李锦琰也说:“他心肠狭隘,心眼也坏。打小他就总欺负我,哥你忘了?他还把脏泥和进饭里要我吃了呢。和他相比,同样是昭容皇后所生,九哥就比他好得多。婚宴的事告诉九哥,九哥二话不说就给我备下了一尊好大的送子观音送来府上,还说成婚当日要跟皇兄你们痛饮一番。”

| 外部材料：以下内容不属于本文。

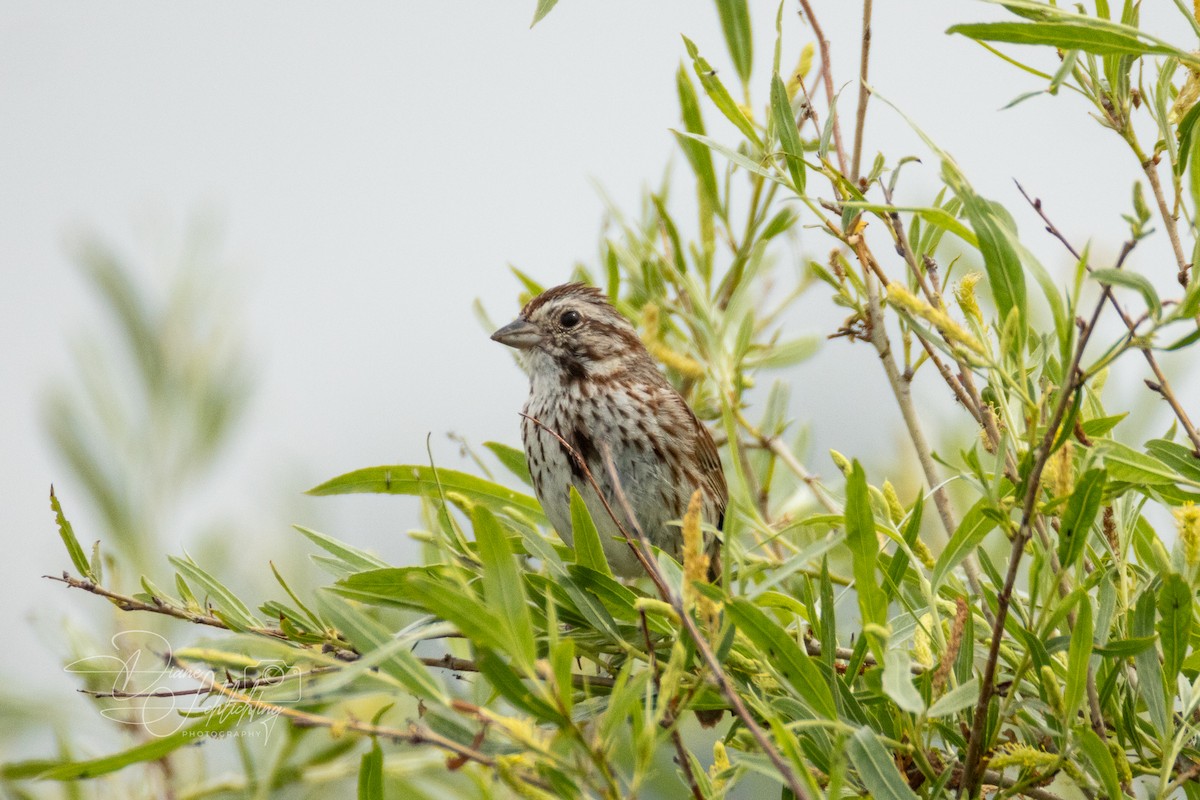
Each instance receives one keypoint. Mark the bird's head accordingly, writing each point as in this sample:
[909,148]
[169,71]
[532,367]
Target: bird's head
[573,330]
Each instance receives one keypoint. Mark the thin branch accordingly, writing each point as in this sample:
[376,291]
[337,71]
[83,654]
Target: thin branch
[413,734]
[864,94]
[1162,385]
[972,774]
[827,78]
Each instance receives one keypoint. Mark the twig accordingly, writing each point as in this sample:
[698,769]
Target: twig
[414,734]
[1162,385]
[971,771]
[864,94]
[827,78]
[131,603]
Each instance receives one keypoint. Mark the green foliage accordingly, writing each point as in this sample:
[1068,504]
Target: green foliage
[1049,647]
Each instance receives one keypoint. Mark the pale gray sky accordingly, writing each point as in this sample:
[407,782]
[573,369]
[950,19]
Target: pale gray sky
[377,166]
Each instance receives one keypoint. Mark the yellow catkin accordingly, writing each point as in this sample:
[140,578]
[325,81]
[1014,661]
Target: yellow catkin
[922,644]
[661,350]
[695,560]
[1187,517]
[1060,470]
[801,72]
[1187,97]
[895,509]
[966,298]
[954,334]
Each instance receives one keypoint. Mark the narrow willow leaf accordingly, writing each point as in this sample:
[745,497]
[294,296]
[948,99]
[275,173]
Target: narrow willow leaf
[503,587]
[975,527]
[699,156]
[513,458]
[735,156]
[1150,669]
[421,481]
[229,608]
[1086,34]
[961,697]
[1078,656]
[1077,521]
[1175,612]
[935,216]
[371,773]
[898,681]
[369,636]
[736,24]
[510,686]
[876,767]
[1132,281]
[69,539]
[1132,467]
[789,136]
[720,95]
[588,547]
[1098,753]
[353,557]
[864,549]
[1188,138]
[219,720]
[544,7]
[784,654]
[995,229]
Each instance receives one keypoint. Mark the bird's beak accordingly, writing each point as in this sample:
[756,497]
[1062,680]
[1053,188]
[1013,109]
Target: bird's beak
[520,334]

“你们说的这些朕都知道,但朕总归是欠了他的。当初父皇属意他为帝,到底是比属意朕要多。只是因为父皇去得突然,来不及留下遗诏。而朕又有祝家扶持,才会顺利登基。老八心里怨怼于朕,朕可以理解。他被圈禁了五年,已不成气候,掀不出什么风浪来。若他肯安分,朕容他在江都有一立足之地,也不是不可。”
李锦琰还在劝李墨白三思,但瑞王已经收声了。
他通朝政,知道李墨白这么做的真正意图是什么。
他只不过是要给前朝的那些臣子们做样子看罢了。
祝家高楼顷颓,有多少朝臣在背地里议论他是个无情无义的君王。
此刻放了老八,可挽回他的名声,也可稳固朝局,不失为良策。
且即便是放了人,在江都指了府邸让他住着,再给他些钱让他做个买卖,封王是肯定不能了。
无非就是从宗人府出来,换个相对开阔一点的地方成为阶下囚而已。
于是瑞王拍了拍李锦琰的肩膀,沉声道:“皇兄如此做,自然有皇兄的道理。这是家事,更是国事,老十二,咱们再多说,可就干政了。”
李锦琰这才停止了相劝。而李墨白则向瑞王隔空举杯,含笑虚晃着一碰。
并不言说,一切都在酒里。
*
次日,靖王大婚,江都盛事。
一大早不到四更天,迎亲的队伍就已经在靖王府外准备了起来。
而王府掌事家丁于此刻却急得团团转。
“王掌事,你这可得拿个主意!”
“这眼瞧着天就要亮了,皇上,太后,皇后,荣妃娘娘,瑞王、庆王,他们可都是要来参加婚宴的。到时候外头围观的百姓更不知道有多少,王爷这个主角儿没了踪影,要如何跟护国公府交代?”
“是啊!大婚的日子,新郎官不出现,可不是打了新娘的脸吗?”
在众家奴七嘴八舌的议论声中,王掌事也是急得团团转。
都知道自己主子爱玩,可也没见成婚前就这么爱玩的。
昨日说是进宫去给太后请安,这一请安就请没了人影。
“莫不是人还在宫里?皇上若是留他饮酒,他那样的酒量,喝醉了说不准倒在哪儿就睡了。”
昨夜打发家奴在江都城找了一夜也没找到李锦琰的影,说不准人还真的在宫中。
于是王掌事便拿着府上的令牌,急匆匆赶入宫中。
御前的内监将他带到三福跟前,三福听了这事儿急得火烧眉毛,“可乱说!昨日未时四刻,是杂家亲自送靖王殿下离宫的,怎么会......”
三福一合计就意识到了事情的严重性,于是急忙道:“快快,跟杂家走着,带你去见皇上!”